JS: What’s nice here is being able to work with colour and print so much. It's also about trying to translate it into products other than just a dress and carrying it through successfully so you can , but wonderful at the same time. That was something that really resonated with me - how I can bring the different elements of the collection together? I always worked in separates. I think it’s something that I loved doing.
SM: DVF is built on prints. Is it all about digital patterns now?
JS: Nothing is digital! It was wonderful when I first started here to discover that they are a traditional print house, We need to have craftsmanship. We screen print everything so it is still done in that beautiful way so it goes right the way through the fabrics - there’s the saturation in the colour.
SM: Diane has always said that you should dress - and live - by “being the woman you want to be”. You are coming from a different point as a male designer. You are not wearing the clothes!
JS: From a designer perspective, your imagination as a male comes from a different place. You are not thinking about how you’ll actually physically wear the clothes.
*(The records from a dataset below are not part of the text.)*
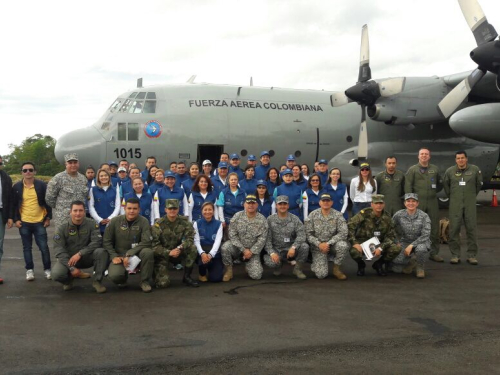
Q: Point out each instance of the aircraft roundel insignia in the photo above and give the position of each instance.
(152, 129)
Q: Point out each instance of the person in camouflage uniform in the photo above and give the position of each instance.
(286, 240)
(326, 231)
(173, 241)
(391, 184)
(247, 237)
(125, 236)
(425, 180)
(368, 223)
(413, 230)
(462, 183)
(78, 244)
(66, 187)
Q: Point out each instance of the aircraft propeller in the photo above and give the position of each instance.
(486, 55)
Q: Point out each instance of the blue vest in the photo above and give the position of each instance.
(165, 193)
(198, 202)
(144, 202)
(207, 230)
(249, 186)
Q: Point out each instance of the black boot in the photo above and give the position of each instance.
(377, 266)
(361, 268)
(187, 278)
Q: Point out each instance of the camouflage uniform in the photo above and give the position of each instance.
(462, 187)
(86, 239)
(426, 182)
(245, 233)
(119, 237)
(282, 235)
(167, 235)
(392, 187)
(61, 191)
(412, 230)
(331, 229)
(366, 225)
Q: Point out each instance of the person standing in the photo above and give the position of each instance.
(425, 180)
(462, 183)
(66, 187)
(391, 184)
(31, 214)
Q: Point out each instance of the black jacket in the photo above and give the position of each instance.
(6, 191)
(17, 199)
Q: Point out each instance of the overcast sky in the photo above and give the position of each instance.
(65, 62)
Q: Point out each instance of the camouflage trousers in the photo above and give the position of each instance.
(187, 258)
(253, 266)
(320, 260)
(388, 253)
(421, 254)
(301, 254)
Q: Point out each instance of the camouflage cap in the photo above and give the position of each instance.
(172, 203)
(71, 156)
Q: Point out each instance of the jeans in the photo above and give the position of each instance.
(27, 232)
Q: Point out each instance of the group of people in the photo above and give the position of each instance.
(121, 219)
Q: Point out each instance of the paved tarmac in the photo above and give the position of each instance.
(447, 323)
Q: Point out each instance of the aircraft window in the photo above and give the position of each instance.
(133, 132)
(122, 131)
(150, 106)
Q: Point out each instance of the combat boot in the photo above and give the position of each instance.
(99, 288)
(228, 275)
(361, 268)
(337, 273)
(187, 278)
(297, 271)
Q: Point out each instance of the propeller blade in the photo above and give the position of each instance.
(474, 15)
(363, 136)
(339, 99)
(365, 73)
(456, 96)
(391, 86)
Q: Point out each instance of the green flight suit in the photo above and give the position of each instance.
(365, 225)
(392, 187)
(462, 187)
(119, 237)
(167, 235)
(426, 182)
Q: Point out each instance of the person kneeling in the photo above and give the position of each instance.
(127, 236)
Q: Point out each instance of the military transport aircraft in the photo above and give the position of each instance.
(194, 122)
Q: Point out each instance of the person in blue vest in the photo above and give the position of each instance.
(208, 235)
(201, 192)
(265, 164)
(292, 191)
(249, 183)
(169, 191)
(158, 182)
(187, 184)
(273, 180)
(338, 191)
(234, 166)
(104, 200)
(311, 197)
(265, 202)
(143, 196)
(323, 171)
(220, 179)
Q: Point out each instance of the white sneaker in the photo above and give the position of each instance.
(30, 275)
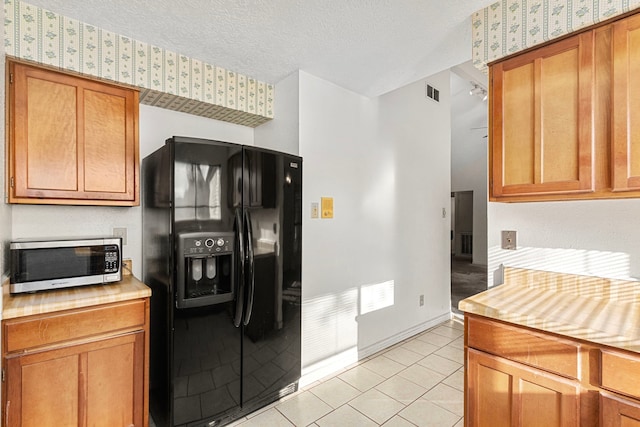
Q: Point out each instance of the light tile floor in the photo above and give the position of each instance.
(418, 382)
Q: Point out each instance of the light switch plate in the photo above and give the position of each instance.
(509, 239)
(121, 232)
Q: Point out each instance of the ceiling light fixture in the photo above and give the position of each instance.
(478, 91)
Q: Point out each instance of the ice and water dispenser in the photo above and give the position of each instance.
(205, 268)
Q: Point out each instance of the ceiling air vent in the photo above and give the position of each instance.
(433, 93)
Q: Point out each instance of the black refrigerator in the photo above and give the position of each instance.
(222, 254)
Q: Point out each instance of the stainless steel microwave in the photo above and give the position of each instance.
(51, 264)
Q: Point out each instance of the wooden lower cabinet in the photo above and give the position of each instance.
(505, 393)
(619, 412)
(94, 381)
(517, 376)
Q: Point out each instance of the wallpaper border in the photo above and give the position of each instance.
(510, 26)
(166, 79)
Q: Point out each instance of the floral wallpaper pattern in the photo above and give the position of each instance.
(509, 26)
(166, 79)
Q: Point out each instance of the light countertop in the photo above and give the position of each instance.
(602, 311)
(63, 299)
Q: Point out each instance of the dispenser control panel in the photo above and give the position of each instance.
(207, 244)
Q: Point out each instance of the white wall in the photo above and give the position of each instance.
(385, 162)
(469, 169)
(283, 133)
(598, 237)
(156, 125)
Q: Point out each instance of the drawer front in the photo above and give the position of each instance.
(521, 345)
(620, 372)
(42, 330)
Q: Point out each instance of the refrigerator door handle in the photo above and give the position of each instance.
(249, 308)
(239, 281)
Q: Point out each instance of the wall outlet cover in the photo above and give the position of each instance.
(509, 240)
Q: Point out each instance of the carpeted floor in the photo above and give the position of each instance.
(466, 279)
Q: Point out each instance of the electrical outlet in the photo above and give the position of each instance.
(509, 240)
(127, 266)
(120, 232)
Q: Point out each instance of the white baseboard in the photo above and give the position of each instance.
(341, 361)
(401, 336)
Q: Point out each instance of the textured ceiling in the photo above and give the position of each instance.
(367, 46)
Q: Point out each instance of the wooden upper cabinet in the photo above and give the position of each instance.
(626, 105)
(541, 112)
(72, 140)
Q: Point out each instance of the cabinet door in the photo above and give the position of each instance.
(618, 412)
(73, 140)
(626, 104)
(95, 384)
(504, 393)
(541, 120)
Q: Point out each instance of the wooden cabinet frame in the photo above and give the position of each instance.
(81, 367)
(536, 60)
(72, 140)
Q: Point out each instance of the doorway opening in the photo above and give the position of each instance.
(467, 278)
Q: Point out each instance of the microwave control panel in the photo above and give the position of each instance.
(111, 259)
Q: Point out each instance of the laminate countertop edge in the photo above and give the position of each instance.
(593, 318)
(42, 302)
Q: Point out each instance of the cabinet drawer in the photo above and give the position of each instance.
(543, 351)
(620, 372)
(36, 331)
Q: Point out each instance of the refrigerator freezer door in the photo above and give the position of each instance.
(271, 339)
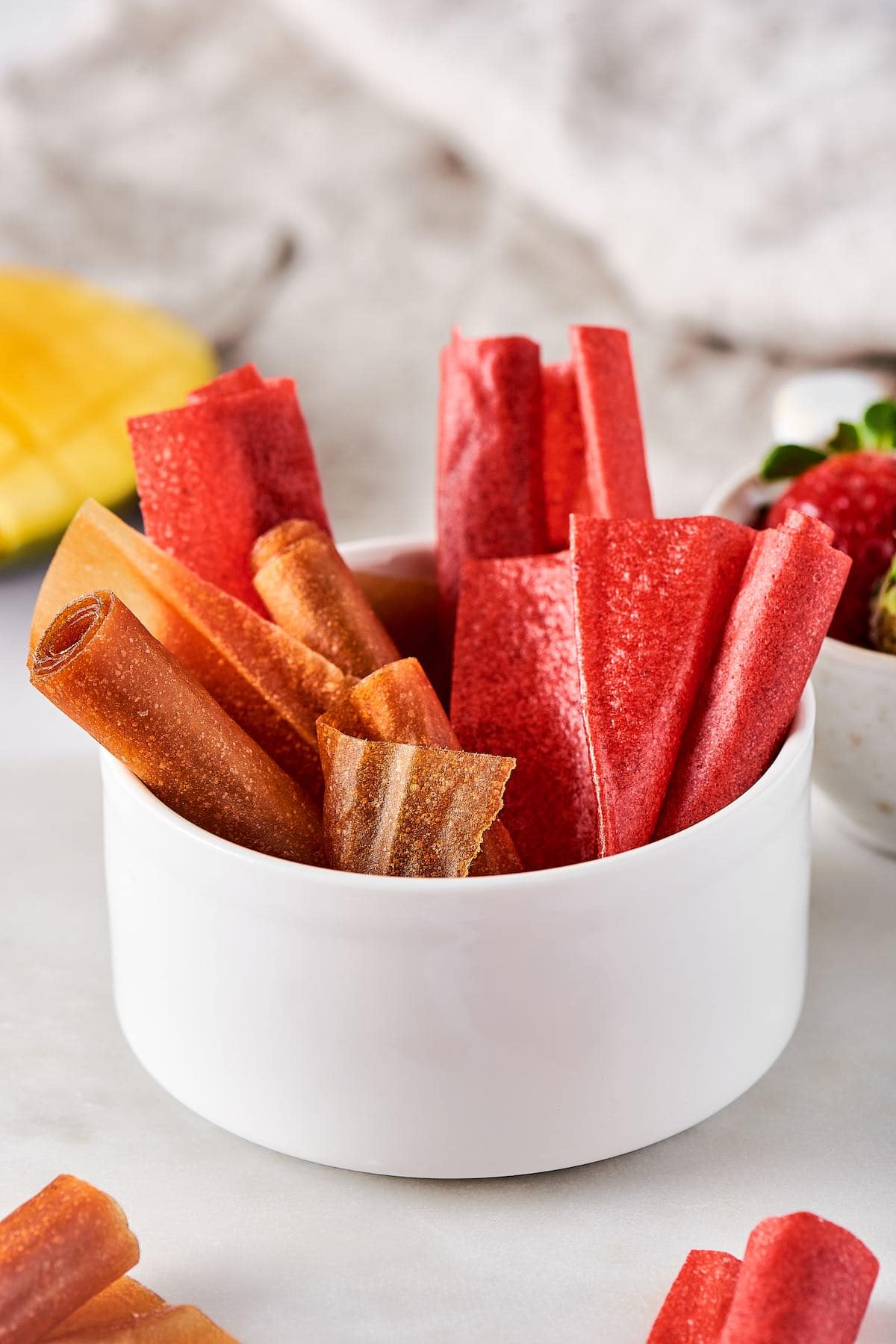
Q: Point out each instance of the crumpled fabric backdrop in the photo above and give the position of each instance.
(327, 188)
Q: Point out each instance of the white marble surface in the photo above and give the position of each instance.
(281, 1250)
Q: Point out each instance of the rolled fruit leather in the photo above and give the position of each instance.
(272, 685)
(102, 668)
(778, 620)
(408, 808)
(311, 591)
(58, 1250)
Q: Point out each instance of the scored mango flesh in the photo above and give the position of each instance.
(75, 362)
But as a male designer, you are surrounded by your female friends who you talk to and you get inspired when you see their reaction, when they feel that they can wear it.
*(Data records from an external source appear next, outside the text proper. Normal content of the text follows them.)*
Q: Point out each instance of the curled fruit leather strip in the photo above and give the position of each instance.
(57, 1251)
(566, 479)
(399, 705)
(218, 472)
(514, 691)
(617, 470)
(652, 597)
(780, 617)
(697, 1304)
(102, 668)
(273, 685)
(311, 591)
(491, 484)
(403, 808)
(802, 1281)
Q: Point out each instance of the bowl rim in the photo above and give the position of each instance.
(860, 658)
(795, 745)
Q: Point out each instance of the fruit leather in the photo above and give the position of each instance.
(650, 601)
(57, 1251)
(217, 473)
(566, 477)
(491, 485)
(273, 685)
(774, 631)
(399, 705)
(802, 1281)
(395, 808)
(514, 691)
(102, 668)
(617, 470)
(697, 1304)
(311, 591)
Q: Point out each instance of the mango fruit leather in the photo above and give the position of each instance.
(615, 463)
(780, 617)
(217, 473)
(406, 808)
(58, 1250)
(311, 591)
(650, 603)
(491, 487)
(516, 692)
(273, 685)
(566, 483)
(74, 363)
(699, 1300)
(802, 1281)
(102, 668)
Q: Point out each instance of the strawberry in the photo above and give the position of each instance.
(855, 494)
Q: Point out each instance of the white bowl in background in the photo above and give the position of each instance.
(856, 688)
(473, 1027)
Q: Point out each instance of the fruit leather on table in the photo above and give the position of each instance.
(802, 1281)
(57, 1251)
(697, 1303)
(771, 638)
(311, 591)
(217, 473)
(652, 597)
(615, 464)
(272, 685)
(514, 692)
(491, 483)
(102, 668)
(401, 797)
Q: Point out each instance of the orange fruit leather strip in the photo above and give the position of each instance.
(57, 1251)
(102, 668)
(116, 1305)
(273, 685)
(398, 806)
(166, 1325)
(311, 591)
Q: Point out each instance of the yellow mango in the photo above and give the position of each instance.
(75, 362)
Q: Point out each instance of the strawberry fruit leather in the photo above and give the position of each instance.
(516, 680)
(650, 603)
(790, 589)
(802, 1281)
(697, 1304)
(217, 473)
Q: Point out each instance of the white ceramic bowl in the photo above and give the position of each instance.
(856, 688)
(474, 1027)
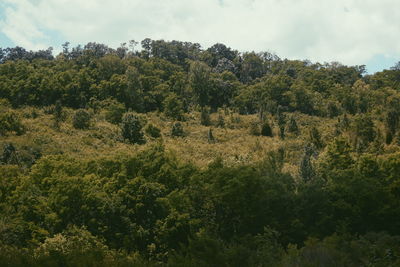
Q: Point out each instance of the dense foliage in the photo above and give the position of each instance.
(325, 192)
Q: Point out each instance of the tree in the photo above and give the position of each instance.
(210, 136)
(177, 130)
(58, 114)
(281, 122)
(131, 127)
(306, 169)
(364, 129)
(152, 131)
(266, 129)
(392, 121)
(315, 138)
(173, 107)
(199, 80)
(81, 119)
(205, 116)
(292, 127)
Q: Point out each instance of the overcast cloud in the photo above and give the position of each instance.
(348, 31)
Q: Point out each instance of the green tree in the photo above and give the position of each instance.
(315, 138)
(306, 170)
(131, 127)
(205, 116)
(173, 107)
(81, 119)
(152, 131)
(266, 129)
(177, 130)
(292, 127)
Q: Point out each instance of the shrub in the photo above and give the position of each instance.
(173, 107)
(220, 121)
(205, 116)
(10, 122)
(266, 129)
(152, 131)
(177, 129)
(254, 129)
(131, 127)
(292, 127)
(81, 119)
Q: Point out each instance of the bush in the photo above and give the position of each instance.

For me craftsmanship is important. I think the pricing here is incredible because it’s so democratic with the facilities that Paolo (CEO Paolo Riva) developed, and the support that he’s given me. He has enabled me to create a collection which I feel is luxurious, but is accessible with amazing prices. I was quite surprised.
SM: You are showing me something here that you think extraordinary value: leather pieces and evening wear selling at $600. That seems well-priced by designer fashion standards,
(CEO Paolo Riva later explained how he believed in getting fine work out of Chinese seamstresses, rather than demanding the lowest possible price).
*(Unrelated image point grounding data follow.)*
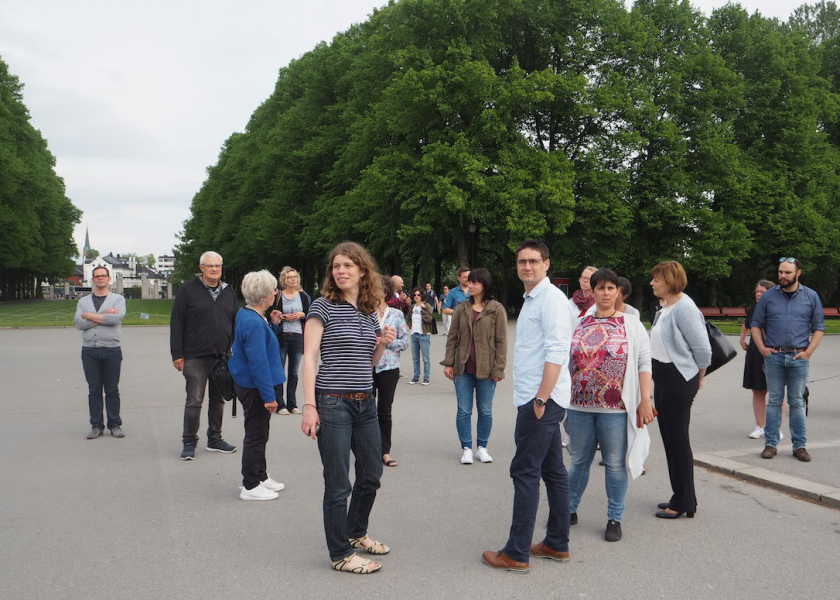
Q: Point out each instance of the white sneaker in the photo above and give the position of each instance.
(482, 455)
(257, 493)
(274, 486)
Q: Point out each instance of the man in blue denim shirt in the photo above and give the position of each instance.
(541, 393)
(787, 327)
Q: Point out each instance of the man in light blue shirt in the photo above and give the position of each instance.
(541, 393)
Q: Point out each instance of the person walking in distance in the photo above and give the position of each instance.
(99, 316)
(200, 331)
(541, 393)
(787, 328)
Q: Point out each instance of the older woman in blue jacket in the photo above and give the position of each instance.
(680, 352)
(258, 380)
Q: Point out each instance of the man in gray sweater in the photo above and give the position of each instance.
(99, 316)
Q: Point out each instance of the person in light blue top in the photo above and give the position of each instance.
(541, 392)
(258, 379)
(787, 327)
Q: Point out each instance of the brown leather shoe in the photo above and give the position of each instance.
(802, 454)
(500, 560)
(542, 551)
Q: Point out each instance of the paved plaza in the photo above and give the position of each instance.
(125, 518)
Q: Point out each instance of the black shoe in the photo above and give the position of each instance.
(220, 446)
(189, 451)
(613, 532)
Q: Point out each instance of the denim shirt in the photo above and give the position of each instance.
(543, 334)
(391, 356)
(788, 321)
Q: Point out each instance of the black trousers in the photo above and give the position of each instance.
(256, 434)
(385, 384)
(673, 397)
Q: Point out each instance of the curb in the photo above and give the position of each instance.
(810, 490)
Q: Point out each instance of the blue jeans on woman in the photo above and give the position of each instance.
(586, 429)
(420, 344)
(348, 425)
(484, 391)
(291, 347)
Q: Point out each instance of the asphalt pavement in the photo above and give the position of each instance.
(125, 518)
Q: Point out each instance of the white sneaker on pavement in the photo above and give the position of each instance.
(482, 455)
(274, 486)
(257, 493)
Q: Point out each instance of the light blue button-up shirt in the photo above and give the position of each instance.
(543, 334)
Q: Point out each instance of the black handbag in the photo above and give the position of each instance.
(722, 350)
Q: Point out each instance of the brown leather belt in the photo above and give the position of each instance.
(358, 397)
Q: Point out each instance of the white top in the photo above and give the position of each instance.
(658, 351)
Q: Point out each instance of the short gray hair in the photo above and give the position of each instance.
(257, 286)
(210, 254)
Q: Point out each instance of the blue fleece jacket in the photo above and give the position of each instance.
(255, 362)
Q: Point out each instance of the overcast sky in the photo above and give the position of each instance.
(135, 98)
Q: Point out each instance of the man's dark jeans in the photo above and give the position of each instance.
(348, 425)
(291, 346)
(539, 453)
(102, 370)
(197, 374)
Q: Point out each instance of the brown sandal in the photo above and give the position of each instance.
(367, 566)
(377, 548)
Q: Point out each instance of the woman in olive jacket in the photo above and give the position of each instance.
(476, 354)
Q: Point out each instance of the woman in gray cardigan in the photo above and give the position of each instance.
(679, 347)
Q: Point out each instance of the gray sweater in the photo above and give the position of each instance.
(108, 334)
(684, 334)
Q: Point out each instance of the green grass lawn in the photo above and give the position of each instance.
(40, 313)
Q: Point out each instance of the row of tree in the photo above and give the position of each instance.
(443, 132)
(36, 218)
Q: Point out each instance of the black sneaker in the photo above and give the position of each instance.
(613, 532)
(188, 452)
(220, 446)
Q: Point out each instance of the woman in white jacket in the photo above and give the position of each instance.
(610, 405)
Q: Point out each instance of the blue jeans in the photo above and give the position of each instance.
(420, 344)
(291, 347)
(779, 370)
(484, 390)
(102, 370)
(348, 425)
(539, 453)
(585, 430)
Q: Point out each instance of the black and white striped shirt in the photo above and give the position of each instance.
(346, 347)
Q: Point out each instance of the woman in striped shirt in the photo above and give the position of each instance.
(342, 328)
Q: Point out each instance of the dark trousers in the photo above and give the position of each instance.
(197, 376)
(673, 397)
(256, 435)
(291, 348)
(385, 384)
(102, 371)
(348, 425)
(539, 454)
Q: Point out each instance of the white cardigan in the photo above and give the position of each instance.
(638, 356)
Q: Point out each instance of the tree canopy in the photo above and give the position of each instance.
(444, 132)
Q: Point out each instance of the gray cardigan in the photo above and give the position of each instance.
(683, 332)
(108, 334)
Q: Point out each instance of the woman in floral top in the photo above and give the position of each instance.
(386, 374)
(611, 387)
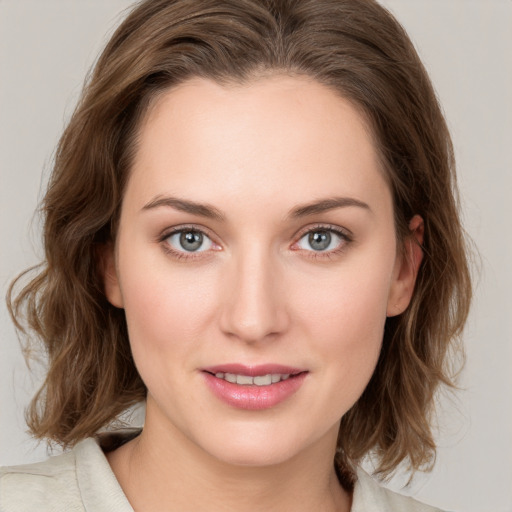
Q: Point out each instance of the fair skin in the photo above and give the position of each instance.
(260, 280)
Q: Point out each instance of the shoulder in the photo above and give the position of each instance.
(76, 481)
(370, 496)
(49, 485)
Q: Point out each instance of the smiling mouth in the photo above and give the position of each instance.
(259, 380)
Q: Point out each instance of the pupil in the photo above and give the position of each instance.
(191, 240)
(320, 240)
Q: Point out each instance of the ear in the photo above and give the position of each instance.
(107, 265)
(406, 268)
SM: How do you feel about the 1970’s heritage? Diane had until recently been showing things that weren’t particularly seventies and then she suddenly went onto a seventies gig last season.
JS: You have to take the ethos of what this brand was about when it started at a time when where there were a lot of male designers doing kind of cocktail and evening wear. Diane took the essence of that effortless way of dressing for women who were working, but who wanted something that had imagination, not a plain black wrap dress, but one that was printed, colourful and had a point of view. The garment was so simple with imagination and she also provided a product which was available to a wider audience.
I think we still have the opportunity to do that - it’s about broadening DVF so that it is a world, not just a dress. It’s about a throw-on suede wrap coat which feels luxurious, about how you bring print into everything, or about having a simple trench but think about lining and beautiful shell buttons and a belt which has contrast material.
It's about being being able to dress in an imaginative, but effortless way - like a simple lace t-shirt.
SM: So you are really immersing yourself in this experience.
JS: Because the position is Chief Creative officer, I am involved in any new concept for the stores, the branding, the marketing and the promotion. I have an incredible partner in Paolo and the two of us are just trying to figure out how we can do things in an interesting way. It's a new challenge and exciting times for us all.
SM: Having followed your career right from the start, isn’t there an element of frustration in giving up your own line?
JS: But I’m still doing my furniture design. I studied furniture before I did fashion. I’ve got two different factories I’m working with, one in Italy and one in Slovenia. I’m doing marquetry, developing these beautiful screens and trying to get them finished for Salone de Mobile next year.
SM: I don’t know anything about this!
JS: Nobody does. And I so love that. Furniture’s wonderful because you can develop it over time, you can really think about it and get it right and you know once you’ve got the product there it can exist for 20 years.
SM: The DVD wrap dresses has existed for 42 years so I only hope your furniture will stand that long!